Talvez o distinto leitor tenha vagamente tomado conhecimento da troca de primeiros-ministros no Reino Unido, onde Boris Johnson cedeu seu lugar a Liz Truss. Em princípio, não é esperado nenhum terremoto na política do país, visto que o governo continua nas mãos do Partido Conservador.

No entanto, assim que Ms. Truss anunciou seu ministério, ficou flagrante uma mudança de época. Foi-se o tempo em que bastava ser um homem branco para ter certeza de subir com facilidade os degraus do poder, deixando eventuais concorrentes a comer poeira. Pra começo de conversa, a primeira-ministra é uma mulher. Não é a primeira, mas, antes dela, só duas outras haviam ocupado esse cargo: Margaret Thatcher e Theresa May.

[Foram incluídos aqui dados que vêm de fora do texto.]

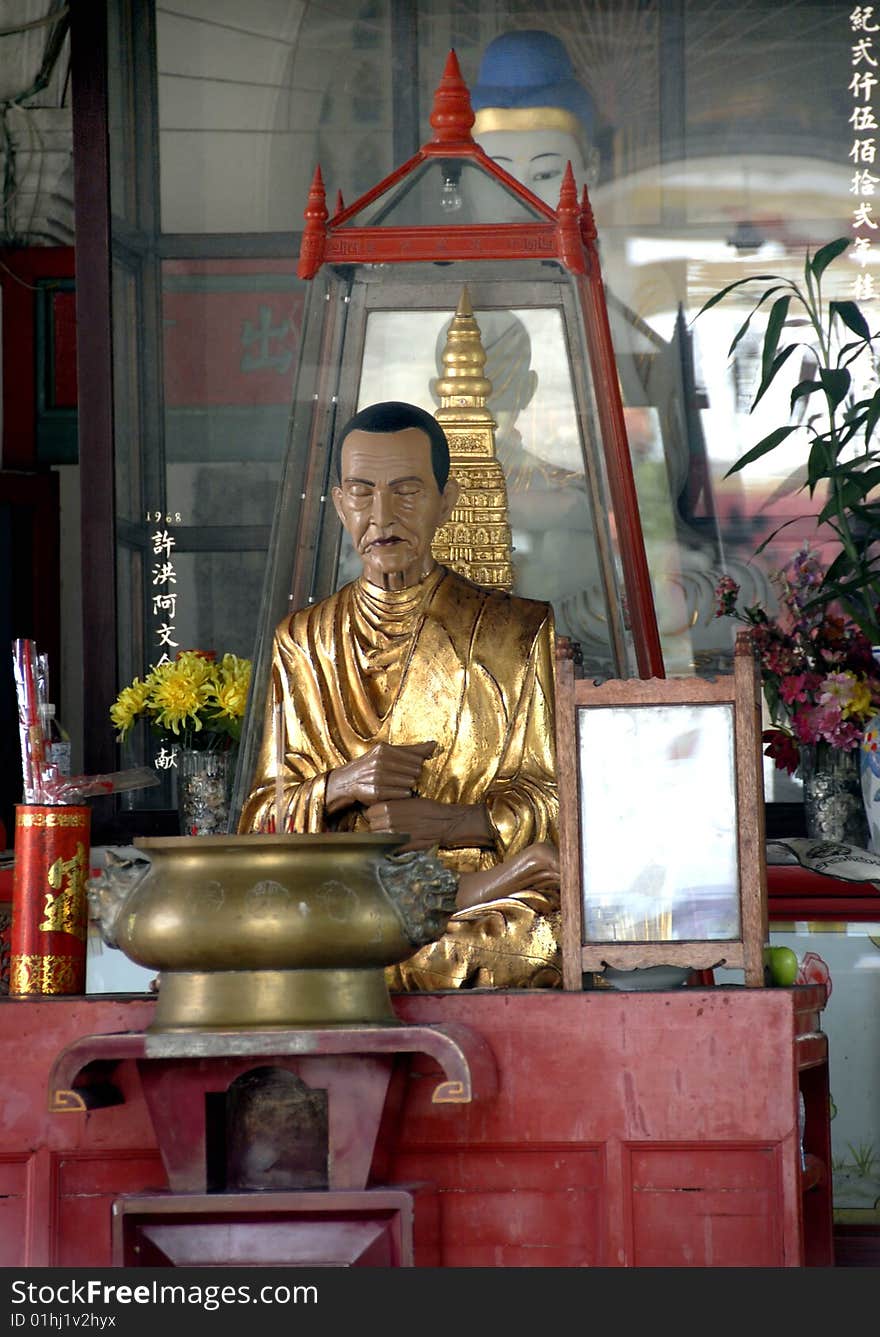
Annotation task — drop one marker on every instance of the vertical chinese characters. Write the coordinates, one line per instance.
(863, 151)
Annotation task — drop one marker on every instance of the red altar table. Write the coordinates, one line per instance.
(625, 1130)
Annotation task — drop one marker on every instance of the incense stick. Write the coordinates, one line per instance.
(280, 752)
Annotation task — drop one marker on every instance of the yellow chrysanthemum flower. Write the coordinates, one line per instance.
(230, 689)
(859, 701)
(130, 703)
(179, 693)
(191, 694)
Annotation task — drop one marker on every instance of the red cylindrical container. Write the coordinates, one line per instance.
(50, 919)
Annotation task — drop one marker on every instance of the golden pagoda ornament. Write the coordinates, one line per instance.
(475, 542)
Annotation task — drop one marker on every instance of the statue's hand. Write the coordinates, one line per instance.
(428, 822)
(384, 772)
(532, 869)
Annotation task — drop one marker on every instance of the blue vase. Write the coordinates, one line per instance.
(833, 805)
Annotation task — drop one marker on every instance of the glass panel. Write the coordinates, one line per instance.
(232, 334)
(217, 600)
(252, 99)
(123, 155)
(127, 427)
(446, 193)
(660, 856)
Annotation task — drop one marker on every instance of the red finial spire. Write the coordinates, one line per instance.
(587, 221)
(314, 230)
(452, 115)
(567, 225)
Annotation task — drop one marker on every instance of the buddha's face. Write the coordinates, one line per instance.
(391, 506)
(538, 158)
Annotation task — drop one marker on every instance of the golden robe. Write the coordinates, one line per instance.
(447, 661)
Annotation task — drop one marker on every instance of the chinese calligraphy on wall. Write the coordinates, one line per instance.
(863, 151)
(163, 602)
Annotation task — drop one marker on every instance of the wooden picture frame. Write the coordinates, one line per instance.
(661, 822)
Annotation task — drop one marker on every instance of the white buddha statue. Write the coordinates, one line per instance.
(532, 116)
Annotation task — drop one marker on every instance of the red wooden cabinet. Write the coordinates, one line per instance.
(627, 1130)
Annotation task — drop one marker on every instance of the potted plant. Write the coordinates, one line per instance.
(820, 681)
(841, 425)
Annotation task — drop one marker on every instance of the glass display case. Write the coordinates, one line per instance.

Pela primeira vez na história, entre os membros mais importantes do gabinete, nenhum se enquadra no padrão tradicional “male & pale” – de sexo masculino e pele clara. Os sete principais são: Kwasi Kwarteng, Suella Braverman, Thérèse Coffey, James Cleverly, Nadhim Zahawi, Kemi Badenoch et Ranil Jayawardena. Com uma única exceção, todos eles são cidadãos britânicos oriundos de imigração recente. Não têm a pele, o cabelo nem os olhos claros que a gente costuma atribuir aos anglo-saxões.

A composição do gabinete não é fruto de um capricho da nova chefe de governo. Entre os oito que concorreram ao cargo de primeiro-ministro, quatro eram mulheres enquanto os outros quatro eram homens descendentes de imigrantes. Esses cidadãos não se filiaram ao Partido Conservador por acaso; são apoiadores fervorosos do Brexit e de pautas liberais. A composição do novo governo é a prova de que a Grã-Bretanha teve sucesso na integração de imigrantes das antigas colônias. Em apenas meio século, descendentes de povos exóticos conquistaram o status de cidadãos britânicos como os demais.

Esse arco-íris ministerial de peles alvas e escuras, de tipos escandinavos e paquistaneses, de olhos cuja cor varia entre a água-marinha e o negro profundo é único na Europa, quiçá no mundo. Na França, que também recebeu correntes de imigração provenientes das antigas colônias, não se encontra a mesma diversidade no topo do poder. Quando muito, um negro aqui, um árabe acolá, geralmente em cargos de menor importância.

E o Brasil? Num país como o nosso, onde a miscigenação começou há meio milênio e resultou num contingente populacional em que mais da metade dos integrantes são mestiços, como é que ficam as coisas? Pois nossa situação está longe do exemplo da Inglaterra. A diversidade de nossa população não se reflete nas altas esferas. Nos ministérios de Brasília, encontrar uma mulher é coisa rara; um mestiço, então, mais raro ainda. No quesito representatividade dos variados estratos de nossa população, permanecemos fincados nos tempos coloniais.

Na era PT, apesar das barbaridades que cometeram, Lula e Dilma tiveram a sensibilidade de escolher ministros que escapassem do paradigma “homem e branco”. No governo Bolsonaro, demos um passo atrás. O capitão reforçou o sentimento de que, fora do padrão “homem e branco”, só há cidadãos de segunda classe.

É um tremendo erro considerar que só homens brancos estão habilitados a condividir o poder. Nossa diversidade cultural, racial e religiosa é o que é. Veio e está aí pra ficar. Quem a ignora incorre no mesmo tipo de negacionismo que os que consideraram a covid uma gripezinha: serão atropelados pela realidade.

Somos o que somos, e só no dia em que reconhecermos essa realidade teremos alguma chance de ver nosso processo civilizatório desempacar.